Mas não devemos esquecer um detalhe
importante do Evangelho de hoje. Cristo opera o milagre da ressurreição
do jovem por compaixão pela mãe viúva. São as lágrimas da mãe, no fundo,
que moveram Cristo a realizar esse milagre, como as lágrimas de santa
Mônica moveram Cristo a converter seu filho, Santo Agostinho. As
lágrimas, as orações, as súplicas das mães pelos seus filhos – as dos
pais também, mas sobretudo as das mães – têm um grande valor e eficácia
diante de Deus. Que os pais não negligenciem as orações fervorosas pelos
filhos. Essas orações são parte integrante do dever dos pais em relação
aos filhos.
Todavia, é outra a lição principal do
Evangelho de hoje. Nós sabemos que a ressurreição do jovem filho da
viúva de Naim não é a única ressurreição que Cristo fez. Pelos
Evangelhos, sabemos que Cristo fez pelo menos três ressurreições. Mas é
bem provável que tenha feito muitas outras, pois nem tudo o que Ele fez
está escrito. Se se escrevesse tudo o que Cristo fez nem no mundo todo
poderiam caber os livros que seria preciso escrever, como nos diz São
João (Jo 21,25). Longe esteja de nós, portanto, limitar-nos à Sagrada
Escritura, desprezando a Tradição. Dizíamos, então, que são três as
ressurreições narradas nos Evangelhos. A ressurreição da filha de Jairo,
chefe de uma Sinagoga, a ressurreição do jovem filho da viúva de Naim
que acabamos de ouvir, e a ressurreição de Lázaro. A filha de Jairo foi
ressuscitada quando ainda se encontrava dentro da casa. O jovem foi
ressuscitado no caminho para ser enterrado. Lázaro foi ressuscitado
depois de 4 dias já sepultado. Cada um desses três mortos representa as
três classes de mortos que Nosso Senhor ressuscita diariamente. A morte
da filha de Jairo, ressuscitada ainda dentro de casa, representa o
pecado grave cometido por pensamento seguido de consentimento, mas que
não se traduziu em nenhum ato exterior. Pensar no mal voluntariamente,
alegrar-se com o mal cometido ou desejar fazer o mal são pecados
interiores que nos valem a morte se dizem respeito à matéria grave.

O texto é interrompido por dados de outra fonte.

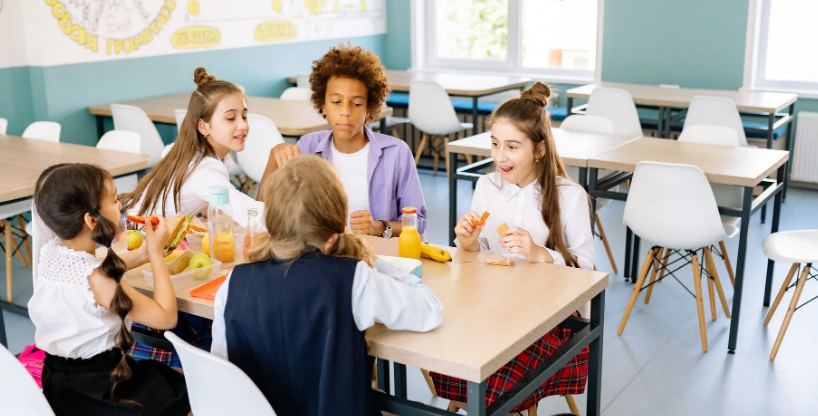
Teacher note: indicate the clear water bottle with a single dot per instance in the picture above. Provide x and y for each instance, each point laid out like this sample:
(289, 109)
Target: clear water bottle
(253, 231)
(220, 225)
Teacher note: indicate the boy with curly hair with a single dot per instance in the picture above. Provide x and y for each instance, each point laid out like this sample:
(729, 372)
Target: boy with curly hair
(349, 87)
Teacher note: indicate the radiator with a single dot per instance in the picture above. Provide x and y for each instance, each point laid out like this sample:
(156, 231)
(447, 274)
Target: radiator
(805, 154)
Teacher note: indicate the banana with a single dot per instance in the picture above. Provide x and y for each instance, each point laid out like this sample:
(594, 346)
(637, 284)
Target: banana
(434, 253)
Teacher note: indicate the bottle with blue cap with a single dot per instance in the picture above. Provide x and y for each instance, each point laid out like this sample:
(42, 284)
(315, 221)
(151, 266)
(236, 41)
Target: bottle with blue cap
(220, 224)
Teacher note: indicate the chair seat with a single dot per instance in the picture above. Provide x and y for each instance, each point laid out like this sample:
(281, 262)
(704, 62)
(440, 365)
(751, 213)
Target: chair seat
(16, 208)
(799, 246)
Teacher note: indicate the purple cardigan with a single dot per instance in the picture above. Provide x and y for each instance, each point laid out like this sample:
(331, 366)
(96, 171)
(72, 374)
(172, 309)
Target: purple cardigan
(391, 174)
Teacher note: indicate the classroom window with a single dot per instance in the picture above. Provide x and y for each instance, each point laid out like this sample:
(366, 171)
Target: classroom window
(785, 58)
(543, 37)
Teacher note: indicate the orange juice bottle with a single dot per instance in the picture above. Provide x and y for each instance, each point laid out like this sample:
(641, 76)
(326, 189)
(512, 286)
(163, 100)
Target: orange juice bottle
(409, 240)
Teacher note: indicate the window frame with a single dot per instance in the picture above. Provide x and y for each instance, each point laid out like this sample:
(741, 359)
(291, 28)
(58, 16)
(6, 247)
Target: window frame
(755, 57)
(424, 54)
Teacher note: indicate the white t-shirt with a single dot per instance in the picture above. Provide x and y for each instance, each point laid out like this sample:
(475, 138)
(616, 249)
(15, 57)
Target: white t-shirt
(352, 168)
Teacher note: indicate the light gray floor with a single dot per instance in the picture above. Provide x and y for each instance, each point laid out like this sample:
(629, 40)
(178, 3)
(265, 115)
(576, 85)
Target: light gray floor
(656, 367)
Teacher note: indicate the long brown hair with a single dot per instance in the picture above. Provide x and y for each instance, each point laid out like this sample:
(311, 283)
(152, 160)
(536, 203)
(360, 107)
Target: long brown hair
(63, 194)
(304, 205)
(528, 114)
(191, 146)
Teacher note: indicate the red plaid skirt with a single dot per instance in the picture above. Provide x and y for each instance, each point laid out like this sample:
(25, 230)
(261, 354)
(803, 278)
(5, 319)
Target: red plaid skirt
(570, 380)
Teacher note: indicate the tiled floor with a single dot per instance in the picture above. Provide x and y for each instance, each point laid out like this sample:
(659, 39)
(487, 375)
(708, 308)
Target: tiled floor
(656, 367)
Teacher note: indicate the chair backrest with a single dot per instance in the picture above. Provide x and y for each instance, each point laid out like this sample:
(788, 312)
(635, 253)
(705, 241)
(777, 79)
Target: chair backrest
(263, 136)
(673, 206)
(588, 124)
(19, 394)
(132, 118)
(715, 111)
(431, 109)
(216, 386)
(303, 81)
(43, 130)
(297, 94)
(618, 106)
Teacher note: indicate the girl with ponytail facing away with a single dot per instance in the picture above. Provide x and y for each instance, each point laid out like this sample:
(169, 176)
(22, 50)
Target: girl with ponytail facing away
(294, 320)
(549, 221)
(82, 307)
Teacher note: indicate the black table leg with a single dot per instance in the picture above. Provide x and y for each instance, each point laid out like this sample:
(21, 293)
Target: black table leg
(594, 400)
(740, 261)
(477, 399)
(452, 196)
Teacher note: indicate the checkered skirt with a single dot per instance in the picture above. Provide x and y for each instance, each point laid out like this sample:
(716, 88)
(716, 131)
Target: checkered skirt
(570, 380)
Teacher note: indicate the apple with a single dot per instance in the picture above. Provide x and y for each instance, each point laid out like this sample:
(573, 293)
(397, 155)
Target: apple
(197, 262)
(134, 239)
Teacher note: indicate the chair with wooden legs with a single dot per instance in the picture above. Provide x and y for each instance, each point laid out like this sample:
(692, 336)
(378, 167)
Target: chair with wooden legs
(796, 247)
(432, 112)
(672, 206)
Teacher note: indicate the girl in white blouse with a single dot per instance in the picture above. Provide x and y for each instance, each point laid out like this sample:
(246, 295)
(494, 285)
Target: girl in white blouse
(549, 221)
(215, 125)
(82, 308)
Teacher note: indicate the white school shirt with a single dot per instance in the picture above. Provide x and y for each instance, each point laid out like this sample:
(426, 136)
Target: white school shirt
(352, 168)
(520, 207)
(384, 294)
(67, 321)
(195, 193)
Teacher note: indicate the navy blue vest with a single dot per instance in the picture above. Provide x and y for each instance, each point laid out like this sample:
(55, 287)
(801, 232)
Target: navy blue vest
(290, 328)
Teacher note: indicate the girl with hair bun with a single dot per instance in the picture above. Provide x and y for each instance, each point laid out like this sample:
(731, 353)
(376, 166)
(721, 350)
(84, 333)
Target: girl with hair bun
(550, 222)
(82, 308)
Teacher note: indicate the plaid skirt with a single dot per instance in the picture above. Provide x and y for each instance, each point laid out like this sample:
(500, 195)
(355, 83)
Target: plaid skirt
(191, 328)
(570, 380)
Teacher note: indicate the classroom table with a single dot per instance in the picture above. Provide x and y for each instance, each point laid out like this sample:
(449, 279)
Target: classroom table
(574, 148)
(501, 309)
(21, 163)
(464, 85)
(292, 117)
(744, 167)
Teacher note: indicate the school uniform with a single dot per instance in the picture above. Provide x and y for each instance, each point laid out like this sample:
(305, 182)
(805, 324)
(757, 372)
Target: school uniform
(381, 178)
(297, 328)
(521, 207)
(78, 338)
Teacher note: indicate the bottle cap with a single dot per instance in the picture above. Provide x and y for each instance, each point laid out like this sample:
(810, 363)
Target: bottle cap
(219, 195)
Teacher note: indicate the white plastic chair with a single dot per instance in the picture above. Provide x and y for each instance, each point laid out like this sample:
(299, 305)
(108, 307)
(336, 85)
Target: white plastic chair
(48, 131)
(19, 393)
(726, 195)
(217, 387)
(796, 247)
(618, 106)
(123, 141)
(263, 136)
(672, 206)
(296, 94)
(432, 112)
(715, 111)
(592, 124)
(132, 118)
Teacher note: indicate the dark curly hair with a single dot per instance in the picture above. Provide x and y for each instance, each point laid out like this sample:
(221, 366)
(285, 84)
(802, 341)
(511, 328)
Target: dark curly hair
(351, 62)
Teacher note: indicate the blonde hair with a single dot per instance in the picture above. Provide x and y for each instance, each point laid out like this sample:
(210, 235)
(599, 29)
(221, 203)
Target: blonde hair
(528, 114)
(191, 146)
(304, 206)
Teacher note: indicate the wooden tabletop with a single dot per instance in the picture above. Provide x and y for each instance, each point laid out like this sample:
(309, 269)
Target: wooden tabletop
(468, 85)
(741, 166)
(293, 118)
(491, 313)
(573, 147)
(22, 161)
(747, 101)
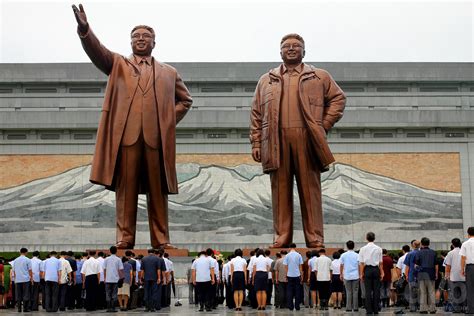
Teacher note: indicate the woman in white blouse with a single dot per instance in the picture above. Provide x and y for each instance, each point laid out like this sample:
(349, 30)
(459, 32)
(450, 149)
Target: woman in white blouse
(260, 270)
(337, 287)
(238, 278)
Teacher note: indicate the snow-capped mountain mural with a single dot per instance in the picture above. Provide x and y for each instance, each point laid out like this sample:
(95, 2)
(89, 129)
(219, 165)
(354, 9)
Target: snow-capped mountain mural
(233, 201)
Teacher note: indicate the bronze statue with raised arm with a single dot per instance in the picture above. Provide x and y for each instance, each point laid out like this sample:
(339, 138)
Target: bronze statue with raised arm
(294, 107)
(136, 139)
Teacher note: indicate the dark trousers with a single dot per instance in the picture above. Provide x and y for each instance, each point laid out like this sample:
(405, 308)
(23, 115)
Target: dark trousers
(269, 291)
(51, 292)
(282, 291)
(372, 289)
(229, 295)
(276, 289)
(71, 297)
(111, 290)
(470, 288)
(22, 291)
(62, 296)
(293, 291)
(92, 292)
(34, 296)
(78, 302)
(101, 296)
(213, 295)
(152, 295)
(43, 293)
(166, 295)
(324, 290)
(203, 289)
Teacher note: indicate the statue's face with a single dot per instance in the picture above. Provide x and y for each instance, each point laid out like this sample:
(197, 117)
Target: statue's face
(142, 42)
(292, 51)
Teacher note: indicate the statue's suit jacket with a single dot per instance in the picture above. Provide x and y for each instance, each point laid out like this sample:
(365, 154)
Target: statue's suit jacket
(172, 101)
(322, 105)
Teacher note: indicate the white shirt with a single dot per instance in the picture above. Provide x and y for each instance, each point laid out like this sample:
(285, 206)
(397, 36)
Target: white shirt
(169, 267)
(400, 264)
(202, 266)
(238, 263)
(215, 264)
(336, 266)
(250, 266)
(467, 250)
(101, 263)
(226, 271)
(270, 261)
(91, 266)
(370, 255)
(322, 266)
(261, 264)
(311, 264)
(65, 269)
(139, 269)
(453, 259)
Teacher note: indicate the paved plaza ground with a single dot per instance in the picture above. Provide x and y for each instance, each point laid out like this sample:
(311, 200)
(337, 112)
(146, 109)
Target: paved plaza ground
(186, 309)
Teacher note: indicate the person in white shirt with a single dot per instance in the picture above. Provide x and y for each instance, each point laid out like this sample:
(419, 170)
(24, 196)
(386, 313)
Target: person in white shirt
(238, 278)
(350, 276)
(453, 275)
(270, 277)
(322, 267)
(202, 271)
(260, 269)
(113, 272)
(63, 280)
(214, 286)
(312, 278)
(229, 294)
(101, 302)
(91, 271)
(467, 268)
(371, 272)
(400, 267)
(252, 296)
(35, 269)
(166, 291)
(337, 287)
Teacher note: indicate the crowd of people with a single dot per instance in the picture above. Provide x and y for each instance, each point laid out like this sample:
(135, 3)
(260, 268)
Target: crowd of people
(417, 279)
(90, 281)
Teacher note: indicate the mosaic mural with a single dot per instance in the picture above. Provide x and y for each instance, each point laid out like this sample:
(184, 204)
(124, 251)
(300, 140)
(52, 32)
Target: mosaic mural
(230, 204)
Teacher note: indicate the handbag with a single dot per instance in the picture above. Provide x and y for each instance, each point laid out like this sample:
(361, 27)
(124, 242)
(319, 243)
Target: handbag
(444, 285)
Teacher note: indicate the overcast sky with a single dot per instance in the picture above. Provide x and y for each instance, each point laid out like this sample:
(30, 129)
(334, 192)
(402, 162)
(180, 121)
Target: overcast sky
(245, 30)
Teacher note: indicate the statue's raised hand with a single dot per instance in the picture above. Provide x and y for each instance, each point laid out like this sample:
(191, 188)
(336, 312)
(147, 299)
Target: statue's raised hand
(81, 18)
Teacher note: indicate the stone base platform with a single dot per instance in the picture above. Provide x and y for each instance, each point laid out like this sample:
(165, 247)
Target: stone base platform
(302, 251)
(144, 252)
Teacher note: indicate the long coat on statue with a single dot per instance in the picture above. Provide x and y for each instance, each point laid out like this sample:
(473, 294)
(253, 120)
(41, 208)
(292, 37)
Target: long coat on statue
(172, 99)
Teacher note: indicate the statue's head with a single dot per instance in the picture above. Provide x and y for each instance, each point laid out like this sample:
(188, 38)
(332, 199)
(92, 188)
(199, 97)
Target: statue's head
(143, 40)
(292, 49)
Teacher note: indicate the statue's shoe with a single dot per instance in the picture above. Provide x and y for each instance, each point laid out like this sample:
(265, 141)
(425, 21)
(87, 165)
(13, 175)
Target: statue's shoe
(315, 244)
(123, 245)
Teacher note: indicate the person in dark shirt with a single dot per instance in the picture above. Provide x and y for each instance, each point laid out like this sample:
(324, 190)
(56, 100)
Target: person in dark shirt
(411, 273)
(70, 293)
(425, 262)
(153, 274)
(387, 265)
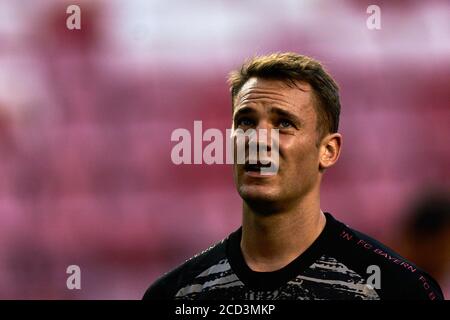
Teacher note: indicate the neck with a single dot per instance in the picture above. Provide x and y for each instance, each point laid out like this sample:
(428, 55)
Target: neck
(270, 242)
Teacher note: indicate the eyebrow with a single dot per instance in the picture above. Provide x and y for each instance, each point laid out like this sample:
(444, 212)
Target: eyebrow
(280, 112)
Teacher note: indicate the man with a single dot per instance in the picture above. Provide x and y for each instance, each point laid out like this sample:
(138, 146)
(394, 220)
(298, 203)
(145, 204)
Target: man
(287, 247)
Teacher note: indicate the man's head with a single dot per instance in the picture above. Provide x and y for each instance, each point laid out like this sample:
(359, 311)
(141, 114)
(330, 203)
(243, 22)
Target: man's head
(294, 94)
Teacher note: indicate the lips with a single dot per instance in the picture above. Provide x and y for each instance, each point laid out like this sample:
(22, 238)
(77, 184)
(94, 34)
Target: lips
(248, 167)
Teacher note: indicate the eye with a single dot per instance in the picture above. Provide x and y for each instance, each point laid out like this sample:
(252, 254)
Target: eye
(285, 124)
(245, 122)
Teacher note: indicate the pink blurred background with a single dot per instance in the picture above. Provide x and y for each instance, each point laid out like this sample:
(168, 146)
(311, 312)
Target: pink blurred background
(86, 116)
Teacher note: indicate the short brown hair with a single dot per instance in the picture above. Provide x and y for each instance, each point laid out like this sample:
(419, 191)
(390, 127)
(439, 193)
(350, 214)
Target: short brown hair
(291, 67)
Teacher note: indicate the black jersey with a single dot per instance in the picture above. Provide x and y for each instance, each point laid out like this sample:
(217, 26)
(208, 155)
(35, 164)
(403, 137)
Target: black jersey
(340, 264)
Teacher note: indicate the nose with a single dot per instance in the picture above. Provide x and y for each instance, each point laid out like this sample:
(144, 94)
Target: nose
(264, 135)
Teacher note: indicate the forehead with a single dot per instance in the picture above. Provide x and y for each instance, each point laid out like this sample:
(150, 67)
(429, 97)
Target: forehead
(272, 92)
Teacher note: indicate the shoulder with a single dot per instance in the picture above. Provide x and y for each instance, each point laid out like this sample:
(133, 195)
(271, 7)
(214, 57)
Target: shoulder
(398, 277)
(167, 286)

Nosso Senhor diz, por exemplo, que aquele que olha uma mulher para
desejá-la já adulterou em seu coração. A filha de Jairo representa,
assim, o pecado interno. O jovem filho da viúva de Naim, ressuscitado no
caminho para o cemitério, representa o pecado grave cometido também
exteriormente e que tem, portanto, maior intensidade que o pecado
cometido só interiormente. Lázaro, ressuscitado depois de quatro dias
enterrado, representa o pecado grave que já se tornou uma inclinação
arraigada na alma e que a pessoa muitas vezes já nem consegue reconhecer
como um mal. Ora, é mais difícil curar o pecado que já se tornou um
hábito do que o simples pecado exterior, assim como é mais difícil curar
o pecado que se traduziu em obras ruins do que o pecado que é só
interior. O pecado puramente interior é mais fácil de ser abandonado e
perdoado: Cristo ressuscitou a menina ainda na casa. O pecado que é
também exterior já é mais difícil de ser abandonado e perdoado, dada a
sua maior intensidade: Cristo ressuscitou o jovem já no caminho para o
cemitério, cemitério que simboliza, nesse caso, a morte eterna causada
pela separação eterna de Deus. O pecado habitual, aquele que já é para
nós quase uma segunda natureza é muito difícil de ser abandonado e,
portanto, de ser perdoado: Cristo ressuscitou Lázaro somente após 4 dias
de sepultura, quer dizer, já muito perto da morte eterna. E depois de
ressuscitado, Lázaro ainda estava amarrado, mostrando que mesmo depois
do perdão de um pecado habitual a tendência, a inclinação para voltar a
cometê-lo é grande.
Todavia, Cristo ressuscitou cada um
desses três mortos, quer dizer, Cristo perdoa todos esses pecados que
esses mortos representam, mesmo os mais graves, mesmo os mais
arraigados, desde que estejamos dispostos a receber o perdão, quer
dizer, desde que (1) detestemos o pecado, desde que (2) tenhamos o firme
propósito de não mais cometê-lo, desde que (3) confessemos todos os
nossos pecados graves ao padre com sinceridade e simplicidade e desde
que (4) estejamos dispostos a cumprir a penitência dada por ele. A
confissão é o meio pelo qual a misericórdia divina ressuscita as nossas
almas. A confissão foi criada pelo Sagrado Coração de Jesus, que deseja
ardentemente a nossa salvação até o ponto de ser transpassado pela
lança. Todo pecado é perdoável, mas é preciso buscar logo esse perdão,
para não morrermos em pecado mortal. Lembremo-nos de que o filho da
viúva era jovem. Busquemos a confissão com confiança e rapidamente.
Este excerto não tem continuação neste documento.